Another issue that I had with SWTFA is in its approach to the death of some of its characters. Sometimes a character, played by a distinguished actor, will be introduced only to be abruptly eliminated soon after that introduction, leaving you scratching your head as to why they wasted such talent. I’m reminded of Indiana Jones and the Kingdom of the Crystal Skull, where they had to introduce us to new-old-friends for Indy because the original actors had passed on the project or had passed away. In Indy, it didn’t really work, for lack of a good script, but in the case of SWTFA, these new-old-friends were killed off in short order before we had any time to assess if they added to the story or not. Additionally, the film pretends to kill off some of its characters, only to reveal a little later that they hadn’t perished at all. I’m not a fan of “I’m still alive, bro (high-five)!” type storytelling, especially when the death of the characters might have given some graver meaning to the future perils awaiting them. Please understand that I’m not trying to have it both ways (e.g. if you kill them, I’m unhappy, but if you don’t kill them, I’m unhappy). What I believe is that in drama, the death of a character, or the surprise return of a character, should have meaning. Kill them or don’t, but don’t needlessly off them or bring them back in such a way that doesn’t add anything to the story more than offering an easy road to plot complication C.

Furthermore, I got the impression that the script was a bit lazy and predictable. Character development occasionally happened because it was necessary to advance the plot, but didn’t feel very motivated. This is especially true where the force is concerned, with one of the characters discovering their powers because it was required to get them out of a sticky point, but made little sense for it to happen like it did. Additionally, a big deal is made out of the inclusion of a new female enemy, but in the end the character and their gender serve little purpose in the story. That character could have been anyone under that armor; nothing they did was so important that any nameless Stormtrooper couldn’t have done as well. Although the villain looked cool and appeared like she could do some serious damage if given half a chance, ultimately she did almost nothing to justify her existence, nor her unique look. The dramatist A. P. Chekhov observed, “If in the first act you have hung a pistol on the wall, then in the following one it should be fired.

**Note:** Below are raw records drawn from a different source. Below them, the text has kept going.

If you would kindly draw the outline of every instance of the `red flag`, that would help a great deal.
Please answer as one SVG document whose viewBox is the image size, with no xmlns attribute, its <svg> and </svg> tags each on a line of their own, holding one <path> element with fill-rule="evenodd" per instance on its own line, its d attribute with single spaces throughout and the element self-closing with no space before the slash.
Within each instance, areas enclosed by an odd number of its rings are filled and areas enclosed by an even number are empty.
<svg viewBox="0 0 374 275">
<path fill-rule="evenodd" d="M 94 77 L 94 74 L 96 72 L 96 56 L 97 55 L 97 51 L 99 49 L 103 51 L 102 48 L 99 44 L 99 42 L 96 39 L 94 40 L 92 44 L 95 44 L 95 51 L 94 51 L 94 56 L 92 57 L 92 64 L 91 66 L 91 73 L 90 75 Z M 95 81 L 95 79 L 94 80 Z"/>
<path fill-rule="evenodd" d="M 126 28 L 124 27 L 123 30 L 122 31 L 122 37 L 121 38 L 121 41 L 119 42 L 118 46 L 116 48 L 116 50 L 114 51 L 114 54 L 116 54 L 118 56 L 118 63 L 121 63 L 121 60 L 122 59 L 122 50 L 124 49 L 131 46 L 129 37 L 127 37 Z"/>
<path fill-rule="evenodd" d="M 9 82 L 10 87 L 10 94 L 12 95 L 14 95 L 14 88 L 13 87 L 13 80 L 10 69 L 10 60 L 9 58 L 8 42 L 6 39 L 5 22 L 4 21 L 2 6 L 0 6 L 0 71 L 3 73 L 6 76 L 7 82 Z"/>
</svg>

Otherwise don’t put it there.” * I think this female villain was a needlessly-hung pistol. And lest I forget to mention, in a bit of a disappointment, the emotional climax of the whole movie, that part that everyone’s going to talk about, could have been seen from miles away. And while it may have been fated to happen because of story reasons and actor’s wishes, I really think more of an effort should have been made to make it more of a surprise.

So, that’s my take on what is likely to be the first of many, many films set in the Star Wars universe. Of all the possible measures you can use in determining the value of it, the one real testament of whether a movie of this sort (episodic) is good or not is inherent in the question: “Would you see another one?” As for me, I’m ready for Episode Eight. While in the case of the prequels, I was looking forward to the next one knowing that I was likely to be disappointed, in this case I measuredly foresee good things. My previous gripes notwithstanding, the story of Star Wars: The Force Awakens was pretty good, containing a good amount of warmth, wonder, and excitement. It wasn’t a perfect movie, nor one that sold my childhood back to me in a bottle, but it was well done. Bravo, J. J. Abrams. I rate it a three out of five.